Los Alamos, 12 May 2000

Fire Sweeps Through Los Alamos, N.M.

by The New York Times, 12 May 2000

LOS ALAMOS, N.M. (AP) — Driven by swirling wind of up 55 mph, fire rolled from block to block in abandoned Los Alamos on Thursday, burning scores of homes down to their foundations in the town where the atomic bomb was built.

Firefighters doused still-standing homes with water as orange flames and billowing smoke rose over the town. Whole neighborhoods were reduced to smoldering ruins, with everything from trailers to mansions going up in smoke in a fire that was set to burn brush at Bandelier National Monument.

By nightfall, the winds had diminished and were 15 to 25 mph.

The wildfire first reached Los Alamos on Wednesday — forcing the evacuation of the entire town — and exploded in size from 3,700 acres to 20,000 Thursday night, fanned by blowtorch winds so strong they made parked cars sway.

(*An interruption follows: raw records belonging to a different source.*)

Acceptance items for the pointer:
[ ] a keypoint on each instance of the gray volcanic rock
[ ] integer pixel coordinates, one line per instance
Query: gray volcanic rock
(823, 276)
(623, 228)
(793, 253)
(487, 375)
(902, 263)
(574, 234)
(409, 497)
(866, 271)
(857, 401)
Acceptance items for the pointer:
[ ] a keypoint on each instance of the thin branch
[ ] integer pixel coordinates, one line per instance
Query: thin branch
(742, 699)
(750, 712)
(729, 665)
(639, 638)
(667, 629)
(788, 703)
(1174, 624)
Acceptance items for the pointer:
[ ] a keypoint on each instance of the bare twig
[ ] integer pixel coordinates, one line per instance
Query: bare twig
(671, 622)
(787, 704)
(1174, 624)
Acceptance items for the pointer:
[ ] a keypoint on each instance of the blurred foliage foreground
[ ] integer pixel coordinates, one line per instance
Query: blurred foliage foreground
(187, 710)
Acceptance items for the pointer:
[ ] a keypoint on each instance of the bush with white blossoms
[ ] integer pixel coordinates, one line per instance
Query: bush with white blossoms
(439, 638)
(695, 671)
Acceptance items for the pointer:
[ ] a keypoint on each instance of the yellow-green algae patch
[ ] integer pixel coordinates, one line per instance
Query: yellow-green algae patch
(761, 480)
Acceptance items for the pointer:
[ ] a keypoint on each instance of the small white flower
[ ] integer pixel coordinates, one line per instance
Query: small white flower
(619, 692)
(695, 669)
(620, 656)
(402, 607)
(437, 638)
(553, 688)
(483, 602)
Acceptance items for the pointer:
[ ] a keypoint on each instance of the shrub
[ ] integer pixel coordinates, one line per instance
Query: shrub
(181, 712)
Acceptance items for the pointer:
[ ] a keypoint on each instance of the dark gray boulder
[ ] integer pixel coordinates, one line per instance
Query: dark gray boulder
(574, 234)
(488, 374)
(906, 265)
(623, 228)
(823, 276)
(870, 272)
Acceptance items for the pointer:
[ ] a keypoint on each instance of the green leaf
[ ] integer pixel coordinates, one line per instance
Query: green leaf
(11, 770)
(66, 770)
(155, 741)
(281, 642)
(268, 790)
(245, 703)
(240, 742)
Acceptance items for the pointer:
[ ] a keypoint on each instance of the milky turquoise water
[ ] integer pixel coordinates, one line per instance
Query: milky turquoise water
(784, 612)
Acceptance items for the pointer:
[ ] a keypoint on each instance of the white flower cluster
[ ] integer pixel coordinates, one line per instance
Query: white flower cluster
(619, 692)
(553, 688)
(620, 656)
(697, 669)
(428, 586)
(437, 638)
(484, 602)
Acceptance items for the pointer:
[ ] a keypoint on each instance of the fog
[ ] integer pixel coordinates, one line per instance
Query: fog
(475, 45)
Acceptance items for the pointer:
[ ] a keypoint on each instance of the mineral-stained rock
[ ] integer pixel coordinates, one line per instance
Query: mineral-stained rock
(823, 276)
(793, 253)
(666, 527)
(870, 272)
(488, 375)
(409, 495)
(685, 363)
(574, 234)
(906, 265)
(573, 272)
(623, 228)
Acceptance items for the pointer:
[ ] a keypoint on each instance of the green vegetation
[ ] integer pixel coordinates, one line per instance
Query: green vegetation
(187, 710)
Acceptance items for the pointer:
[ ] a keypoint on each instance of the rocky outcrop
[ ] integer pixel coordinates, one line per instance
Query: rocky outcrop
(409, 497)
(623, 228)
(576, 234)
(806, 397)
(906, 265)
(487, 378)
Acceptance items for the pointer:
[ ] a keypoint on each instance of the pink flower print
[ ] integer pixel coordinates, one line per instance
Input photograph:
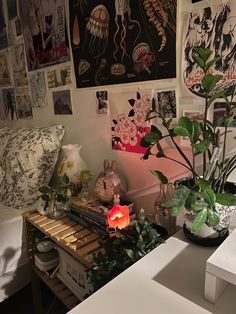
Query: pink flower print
(125, 137)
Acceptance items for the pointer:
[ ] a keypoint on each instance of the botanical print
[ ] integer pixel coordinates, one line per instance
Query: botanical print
(9, 103)
(166, 103)
(44, 31)
(5, 78)
(12, 9)
(2, 107)
(219, 113)
(102, 101)
(122, 41)
(62, 102)
(3, 31)
(59, 77)
(213, 28)
(192, 115)
(129, 123)
(19, 67)
(38, 89)
(23, 106)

“I can’t believe how many homes are gone,” said Don Shainin, a fire battalion commander from Albuquerque who came to Los Alamos to help.

At the Los Alamos nuclear weapons laboratory, flames burned trailers and portable buildings, rolled past concrete bunkers containing explosives, and came within 300 yards of a plutonium storage facility. But lab officials insisted that dangerous materials were protected in fireproof facilities strong enough to withstand the crash of a 747 jetliner.

“We can assure the country and New Mexico that our nuclear materials are safe,” said Energy Secretary Bill Richardson, a former New Mexico congressman.

Fire crews with hand tools and bulldozers worked feverishly to protect homes by clearing away vegetation and cutting firebreaks ahead of the flames. Helicopters dropped water on the blaze, while airplanes bombarded it with pink fire retardant.

By 9 p.m. Thursday, winds had decreased– and were expected to be slower than predicted through the night, National Weather Service meteorologist Kurt Von Speybroeck said. He said most winds were in the 15- to 25-mph range.

The fire had destroyed an estimated 260 homes and damaged 20 others in the northern and western parts of town, said Bill Lehman, spokesman for Los Alamos County. The count included townhouses and duplexes under the same roof.

Rep. Tom Udall, whose district includes Los Alamos, said earlier that federal officials estimated 300 to 400 were burned.

The number of people evacuated grew Thursday to more than 20,000, with residents to the north and northeast of Los Alamos also fleeing the fire.

The fire was set May 4 by the National Park Service to clear brush near Bandelier, but it burned out of control in the dry, windy weather. A special National Weather Service forecast faxed to the park beforehand said fire-growth conditions were at their highest.

Park Superintendent Roy Weaver has taken responsibility for the fire. He is believed to have evacuated and has not been available for comment about whether he saw the weather service’s fax. On Thursday, Weaver was placed on leave with pay by the Park Service pending an investigation.

In an interview with The New York Times before he was put on leave, Weaver said: “The data and the spot weather forecasts met the fire prescription. It’s not like someone was just picking things out of the air.”

He said the winds whipped up unexpectedly, and the flames began spreading toward Los Alamos, the newspaper reported Friday.

Members of Congress demanded an inquiry.

“Somebody made a mistake and obviously we have to find out who,” Sen. Pete Domenici, R-N.M., said as he visited the fire zone.

“It should never have happened. That’s the only thing I can say unless you want me to curse,” said Gail Bolger, who was forced out of her mobile home park in Los Alamos to a shelter at a Santa Fe high school.

Whoever made the decision for the deliberate fire “should have known better,” Bolger said. “This is the windy season. We have it every year, and I think he should have used his head.”

Los Alamos, 70 miles north of Albuquerque, is essentially a company town for the weapons laboratory, which employs 7,000 people at buildings scattered throughout the city. The town is on a mesa, altitude 7,600 feet.

The fire came out of the Jemez Mountains to the west and moved northeast, torching the west and north sides of the city.

As the sun rose Thursday, brick fireplaces and chimneys were the only things remaining of some homes. A basketball hoop remained intact on one driveway, its net singed but still hanging outside a destroyed house.

The towering ponderosa pines of the Los Alamos Canyon along the western edge of town could be seen through the scorched shells of homes that had been valued at more than a quarter-million dollars.

About 150 National Guardsmen were called in to keep people out of the evacuated zones and prevent looting.

“We will recover,” Richardson said. “This has been a tragedy for this community, but this community helped us win the Cold War, and we’re going to stand very much behind them.”

Many of the people forced to evacuate from White Rock on Thursday had already fled Los Alamos.

Kirk Christensen and his wife had taken in four Los Alamos families this week. But when the fire advanced on White Rock, they had to load up their camper and head into a sea of cars crawling down the highway for Santa Fe, where they planned to camp outside a friend’s house.

“We weren’t ready down here,” Christensen said. “We were the refugee center for our friends.”